Permanent downhole pressure and temperature gauges have been installed in many intelligent wells worldwide. They provide surveillance data about performances of the wells and the reservoirs in a fashion of high resolution and precision. Compared to the pressure data, the temperature data have been underutilized in petroleum industry.

In this paper, we first examine the measured downhole temperature variation caused by the Joule-Thomson effect and infer the true reservoir temperature and productivity index (PI) history from the temperature data. An analytical relationship between the temperature data and the PI will be presented. Using this relationship, many useful surveillance studies, such as monitoring the skin change of the well and the impact of reservoir compaction during the depletion can be conducted. Examples of such studies will be provided and discussed using some deepwater field data.

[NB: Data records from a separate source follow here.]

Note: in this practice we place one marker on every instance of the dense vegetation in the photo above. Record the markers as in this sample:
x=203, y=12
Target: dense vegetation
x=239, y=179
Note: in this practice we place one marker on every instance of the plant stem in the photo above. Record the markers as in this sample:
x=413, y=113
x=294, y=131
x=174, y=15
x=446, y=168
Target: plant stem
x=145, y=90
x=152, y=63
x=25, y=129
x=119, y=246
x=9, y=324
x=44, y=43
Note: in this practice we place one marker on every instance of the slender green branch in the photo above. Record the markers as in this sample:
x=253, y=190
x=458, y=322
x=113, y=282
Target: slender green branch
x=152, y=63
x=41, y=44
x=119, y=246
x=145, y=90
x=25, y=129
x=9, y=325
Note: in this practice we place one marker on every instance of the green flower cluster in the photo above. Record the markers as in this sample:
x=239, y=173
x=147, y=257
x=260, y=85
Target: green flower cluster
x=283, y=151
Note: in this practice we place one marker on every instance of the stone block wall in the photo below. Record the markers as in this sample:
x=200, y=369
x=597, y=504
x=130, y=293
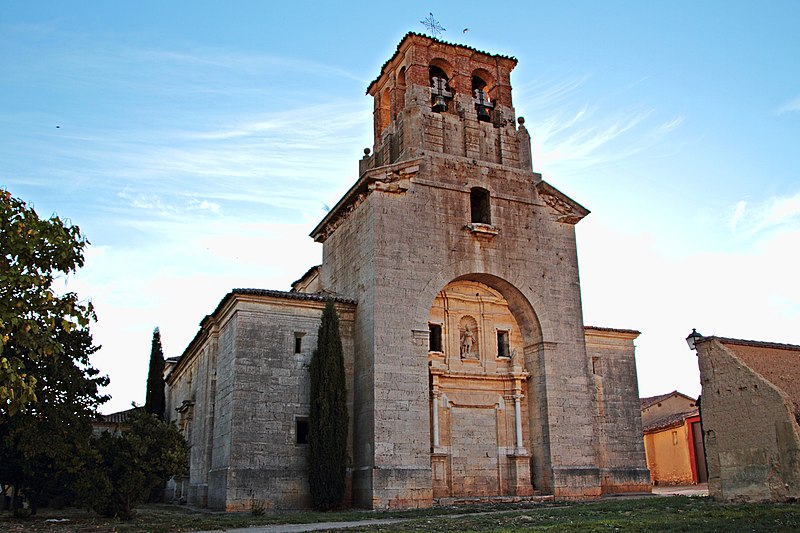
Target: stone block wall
x=621, y=455
x=243, y=446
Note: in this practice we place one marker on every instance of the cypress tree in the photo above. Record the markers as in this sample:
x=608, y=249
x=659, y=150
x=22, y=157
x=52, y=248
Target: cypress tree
x=154, y=401
x=327, y=438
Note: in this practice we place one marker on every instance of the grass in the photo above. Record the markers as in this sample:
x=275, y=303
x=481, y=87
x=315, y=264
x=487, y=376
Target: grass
x=674, y=513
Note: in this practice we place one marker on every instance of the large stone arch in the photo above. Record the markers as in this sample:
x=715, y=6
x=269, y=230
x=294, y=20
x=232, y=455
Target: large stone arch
x=523, y=305
x=536, y=442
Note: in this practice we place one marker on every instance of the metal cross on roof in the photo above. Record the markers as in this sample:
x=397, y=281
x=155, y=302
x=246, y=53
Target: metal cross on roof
x=432, y=25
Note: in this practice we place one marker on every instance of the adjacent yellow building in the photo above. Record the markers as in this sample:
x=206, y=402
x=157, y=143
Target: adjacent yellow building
x=673, y=439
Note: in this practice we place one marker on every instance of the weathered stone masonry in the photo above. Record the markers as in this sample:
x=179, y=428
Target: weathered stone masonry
x=470, y=370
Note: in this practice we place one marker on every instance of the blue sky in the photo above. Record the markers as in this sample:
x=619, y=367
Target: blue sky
x=196, y=144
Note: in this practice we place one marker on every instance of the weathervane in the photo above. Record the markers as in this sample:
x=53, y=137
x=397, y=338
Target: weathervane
x=432, y=25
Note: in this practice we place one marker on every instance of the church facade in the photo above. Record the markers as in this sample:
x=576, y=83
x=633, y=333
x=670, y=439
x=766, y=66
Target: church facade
x=453, y=266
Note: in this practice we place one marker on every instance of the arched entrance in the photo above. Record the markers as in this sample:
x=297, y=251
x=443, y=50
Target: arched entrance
x=479, y=397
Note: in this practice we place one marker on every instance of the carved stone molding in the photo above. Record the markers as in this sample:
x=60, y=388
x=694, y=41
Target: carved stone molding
x=570, y=211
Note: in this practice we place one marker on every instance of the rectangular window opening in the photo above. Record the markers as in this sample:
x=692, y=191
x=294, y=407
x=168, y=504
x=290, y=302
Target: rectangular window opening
x=301, y=430
x=502, y=344
x=434, y=338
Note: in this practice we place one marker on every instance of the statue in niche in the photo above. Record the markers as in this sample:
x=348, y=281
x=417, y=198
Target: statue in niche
x=467, y=342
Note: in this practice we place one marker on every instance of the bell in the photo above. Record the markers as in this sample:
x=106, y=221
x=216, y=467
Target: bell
x=483, y=115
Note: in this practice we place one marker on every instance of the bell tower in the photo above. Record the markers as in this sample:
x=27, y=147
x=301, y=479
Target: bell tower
x=470, y=370
x=441, y=98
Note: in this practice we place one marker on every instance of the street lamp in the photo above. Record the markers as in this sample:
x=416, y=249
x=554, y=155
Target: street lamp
x=691, y=340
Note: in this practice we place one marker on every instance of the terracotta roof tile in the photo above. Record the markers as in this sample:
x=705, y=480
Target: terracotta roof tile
x=671, y=420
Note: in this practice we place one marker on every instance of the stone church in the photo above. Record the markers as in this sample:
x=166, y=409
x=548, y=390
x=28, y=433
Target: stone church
x=453, y=266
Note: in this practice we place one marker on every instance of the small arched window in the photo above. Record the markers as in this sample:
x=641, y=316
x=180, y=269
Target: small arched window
x=479, y=206
x=440, y=92
x=480, y=95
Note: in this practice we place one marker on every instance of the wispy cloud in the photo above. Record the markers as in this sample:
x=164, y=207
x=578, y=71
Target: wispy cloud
x=776, y=212
x=738, y=212
x=792, y=106
x=574, y=132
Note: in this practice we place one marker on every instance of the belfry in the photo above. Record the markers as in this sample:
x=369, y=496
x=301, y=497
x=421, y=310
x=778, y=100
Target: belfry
x=470, y=373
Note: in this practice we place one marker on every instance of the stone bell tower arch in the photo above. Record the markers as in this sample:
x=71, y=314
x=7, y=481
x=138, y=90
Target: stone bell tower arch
x=447, y=193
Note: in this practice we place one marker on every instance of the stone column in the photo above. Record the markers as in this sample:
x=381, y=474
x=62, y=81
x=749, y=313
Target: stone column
x=435, y=415
x=518, y=423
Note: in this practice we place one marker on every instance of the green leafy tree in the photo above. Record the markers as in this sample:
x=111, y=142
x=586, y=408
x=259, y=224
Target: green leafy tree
x=154, y=400
x=132, y=463
x=327, y=439
x=44, y=448
x=33, y=252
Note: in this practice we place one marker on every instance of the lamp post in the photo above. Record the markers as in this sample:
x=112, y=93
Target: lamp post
x=691, y=340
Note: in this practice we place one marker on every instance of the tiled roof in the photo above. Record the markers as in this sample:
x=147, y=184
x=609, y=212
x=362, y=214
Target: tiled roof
x=671, y=420
x=120, y=417
x=322, y=297
x=306, y=275
x=652, y=400
x=435, y=40
x=757, y=344
x=613, y=330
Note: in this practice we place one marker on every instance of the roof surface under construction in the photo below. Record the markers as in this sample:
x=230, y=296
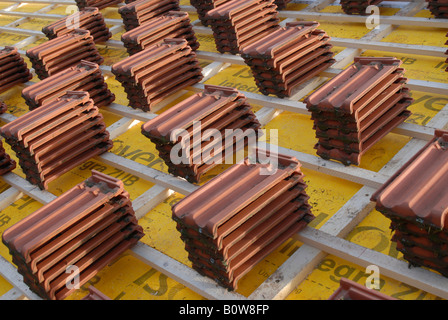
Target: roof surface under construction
x=172, y=260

Furthermore, the downhole temperature can also be used to detect whether water breakthrough occurs via matrix or fracture. By deriving the mathematical model to quantify the distance between the water front and the thermal front, we find the breakthrough via fracture usually leads to a small front distance, while the breakthrough via matrix causes a significant front distance. Coupling with the production data which includes water cut changes in producers, the temperature history reveals the real water breakthrough scenario. Observation from this analysis is of practical interest for subsea well development because of prohibitive costs and high risks of the production logging.